Secondo i dati pubblicati dai due gruppi farmaceutici, il vaccino ha dimostrato un’efficacia di oltre il 90% nei primi 94 soggetti contagiati dal Covid-19 e che hanno sviluppato almeno un sintomo. Si tratta di risultati positivi che, sebbene incompleti, segnano un significativo passo avanti verso il raggiungimento dell’autorizzazione per l’uso esteso del candidato.

Pfizer ha riferito di essere sulla buona strada per chiedere alle autorità sanitarie l’autorizzazione per vendere il farmaco entro la fine di questo mese, qualora i dati in sospeso mostrino che il vaccino è sicuro. La tabella di marcia lascia intendere che il farmaco potrebbe essere distribuito questo mese o il prossimo, nonostante le autorità di regolamentazione americana hanno sottolineato che avranno bisogno di un po’ di tempo per condurre la revisione del prodotto.

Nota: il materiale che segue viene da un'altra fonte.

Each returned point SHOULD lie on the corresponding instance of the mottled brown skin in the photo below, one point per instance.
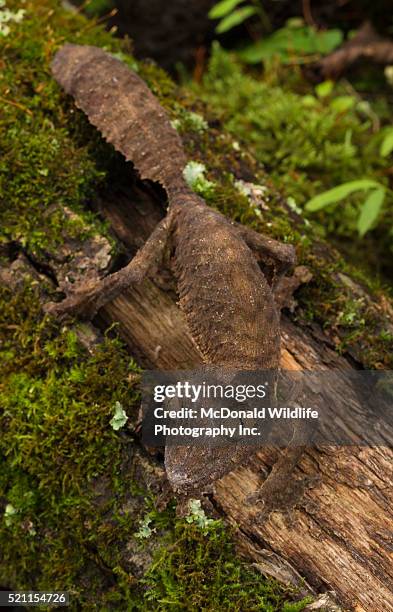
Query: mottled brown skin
(228, 303)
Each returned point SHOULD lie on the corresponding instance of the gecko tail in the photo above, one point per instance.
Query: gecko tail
(122, 107)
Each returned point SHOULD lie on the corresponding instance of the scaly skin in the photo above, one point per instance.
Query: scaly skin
(227, 301)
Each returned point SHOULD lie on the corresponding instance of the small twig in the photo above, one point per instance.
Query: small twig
(308, 18)
(373, 116)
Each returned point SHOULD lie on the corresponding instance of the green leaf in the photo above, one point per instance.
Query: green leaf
(287, 42)
(119, 418)
(370, 211)
(387, 144)
(324, 89)
(223, 8)
(235, 18)
(341, 104)
(339, 193)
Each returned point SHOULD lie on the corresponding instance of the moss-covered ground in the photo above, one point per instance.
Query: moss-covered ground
(74, 514)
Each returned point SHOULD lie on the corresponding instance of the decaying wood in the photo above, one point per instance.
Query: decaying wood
(343, 537)
(342, 540)
(366, 45)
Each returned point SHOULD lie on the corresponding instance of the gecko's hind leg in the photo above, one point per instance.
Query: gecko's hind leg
(86, 301)
(281, 491)
(266, 249)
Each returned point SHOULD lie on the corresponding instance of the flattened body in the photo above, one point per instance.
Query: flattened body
(226, 299)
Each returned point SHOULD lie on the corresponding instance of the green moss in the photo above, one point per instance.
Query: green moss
(44, 167)
(71, 515)
(71, 504)
(196, 569)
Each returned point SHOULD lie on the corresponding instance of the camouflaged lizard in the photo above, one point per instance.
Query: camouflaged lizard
(233, 312)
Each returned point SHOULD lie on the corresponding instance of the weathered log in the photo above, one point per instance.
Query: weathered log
(342, 538)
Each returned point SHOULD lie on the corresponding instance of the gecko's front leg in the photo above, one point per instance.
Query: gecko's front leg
(86, 301)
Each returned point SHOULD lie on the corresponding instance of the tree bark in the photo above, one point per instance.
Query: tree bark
(342, 540)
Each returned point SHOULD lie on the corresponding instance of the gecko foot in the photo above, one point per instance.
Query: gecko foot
(83, 304)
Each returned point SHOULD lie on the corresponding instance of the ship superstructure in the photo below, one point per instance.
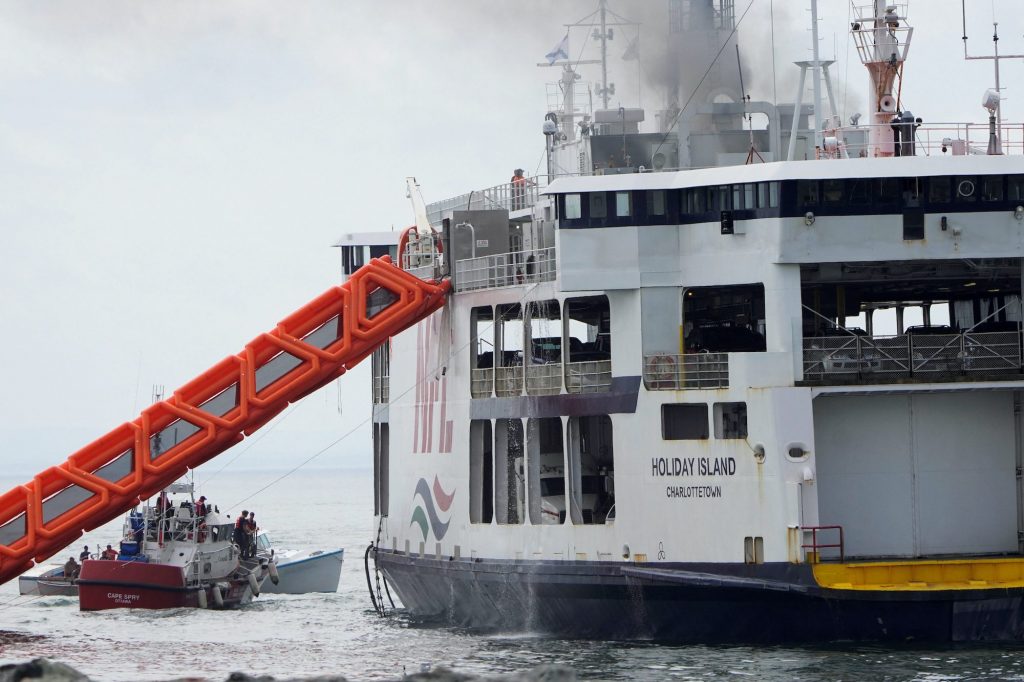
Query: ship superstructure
(748, 402)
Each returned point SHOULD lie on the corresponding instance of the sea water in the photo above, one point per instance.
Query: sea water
(340, 634)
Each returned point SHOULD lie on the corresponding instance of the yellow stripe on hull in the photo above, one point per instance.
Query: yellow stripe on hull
(922, 576)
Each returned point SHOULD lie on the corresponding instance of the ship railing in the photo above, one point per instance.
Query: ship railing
(505, 269)
(813, 548)
(927, 356)
(382, 389)
(508, 381)
(667, 372)
(508, 196)
(544, 379)
(953, 138)
(481, 382)
(588, 377)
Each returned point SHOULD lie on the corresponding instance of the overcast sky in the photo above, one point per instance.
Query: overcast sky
(172, 174)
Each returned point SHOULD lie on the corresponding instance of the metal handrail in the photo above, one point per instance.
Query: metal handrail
(505, 269)
(815, 546)
(670, 372)
(913, 355)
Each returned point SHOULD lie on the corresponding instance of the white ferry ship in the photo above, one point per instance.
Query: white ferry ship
(678, 396)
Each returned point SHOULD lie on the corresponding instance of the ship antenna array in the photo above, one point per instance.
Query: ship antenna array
(704, 77)
(995, 56)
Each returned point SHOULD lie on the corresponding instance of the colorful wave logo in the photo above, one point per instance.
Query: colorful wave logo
(425, 513)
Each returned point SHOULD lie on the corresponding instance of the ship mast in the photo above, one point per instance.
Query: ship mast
(883, 40)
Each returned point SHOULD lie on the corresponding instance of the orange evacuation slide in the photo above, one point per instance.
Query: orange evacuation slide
(307, 349)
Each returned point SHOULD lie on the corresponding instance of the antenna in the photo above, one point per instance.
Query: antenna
(753, 153)
(995, 56)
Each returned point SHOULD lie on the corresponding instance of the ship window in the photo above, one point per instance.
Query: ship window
(481, 350)
(591, 472)
(730, 420)
(991, 188)
(546, 466)
(481, 464)
(684, 422)
(723, 198)
(381, 469)
(1015, 187)
(510, 493)
(888, 192)
(655, 202)
(696, 201)
(913, 225)
(768, 195)
(832, 192)
(749, 193)
(967, 188)
(589, 339)
(940, 189)
(807, 194)
(573, 208)
(623, 204)
(724, 320)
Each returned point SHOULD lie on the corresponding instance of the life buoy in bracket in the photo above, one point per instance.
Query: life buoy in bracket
(662, 370)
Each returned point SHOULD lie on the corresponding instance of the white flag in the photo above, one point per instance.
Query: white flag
(561, 50)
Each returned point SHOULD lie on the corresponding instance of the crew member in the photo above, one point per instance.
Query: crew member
(240, 531)
(519, 183)
(251, 529)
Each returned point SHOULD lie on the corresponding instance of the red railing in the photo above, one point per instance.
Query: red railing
(815, 546)
(309, 348)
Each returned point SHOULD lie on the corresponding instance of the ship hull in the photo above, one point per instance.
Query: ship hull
(104, 585)
(690, 603)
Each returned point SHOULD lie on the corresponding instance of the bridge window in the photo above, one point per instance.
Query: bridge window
(684, 422)
(573, 207)
(481, 464)
(730, 420)
(655, 203)
(1015, 187)
(991, 188)
(591, 473)
(623, 209)
(807, 194)
(940, 189)
(967, 188)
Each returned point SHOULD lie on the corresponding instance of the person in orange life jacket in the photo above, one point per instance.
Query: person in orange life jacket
(240, 531)
(519, 189)
(251, 529)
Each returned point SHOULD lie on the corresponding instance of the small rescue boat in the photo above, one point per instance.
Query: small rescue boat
(171, 557)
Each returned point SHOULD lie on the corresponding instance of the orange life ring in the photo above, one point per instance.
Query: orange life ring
(662, 370)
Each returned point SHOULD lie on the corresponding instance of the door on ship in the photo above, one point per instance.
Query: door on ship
(920, 474)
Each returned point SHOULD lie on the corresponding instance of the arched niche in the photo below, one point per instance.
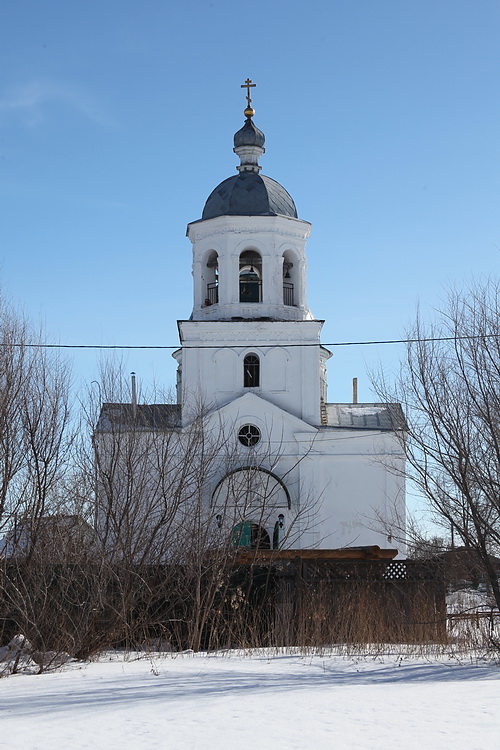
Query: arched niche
(250, 489)
(250, 277)
(210, 279)
(225, 369)
(291, 279)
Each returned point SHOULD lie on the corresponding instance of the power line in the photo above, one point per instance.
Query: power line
(42, 345)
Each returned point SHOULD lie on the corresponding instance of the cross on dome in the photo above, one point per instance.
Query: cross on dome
(249, 110)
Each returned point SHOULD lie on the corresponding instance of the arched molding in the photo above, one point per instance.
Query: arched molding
(241, 486)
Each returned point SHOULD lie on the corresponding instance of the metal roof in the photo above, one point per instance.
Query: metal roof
(145, 416)
(365, 416)
(249, 194)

E questa è la parte piena della bottiglia, quella vuota, come ricorda sempre l’analisi di Goldman Sachs, è legata agli effetti economici della seconda ondata di pandemia in Europa e negli Usa, unita al fatto che Joe Biden è stato nominato nuovo presidente degli Stati Uniti ma il governo ad oggi risulta diviso fra i democratici alla Camera e i repubblicani al Senato.

Goldman Sachs ha calcolato in questo senso che, a fronte di un pil atteso per il quarto trimestre del 3% negli Stati Uniti, se Biden e i democratici avessero conquistato anche il Senato, avrebbero potuto far salire il pil del 5%, invece la corsa si fermerà attorno al 3% perché le attese del capo economista della banca d’affari americana è che Biden non riesca a portare avanti un nuovo programma di stimolo fiscale per oltre mille miliardi di euro, meno della metà delle attese di Wall Street.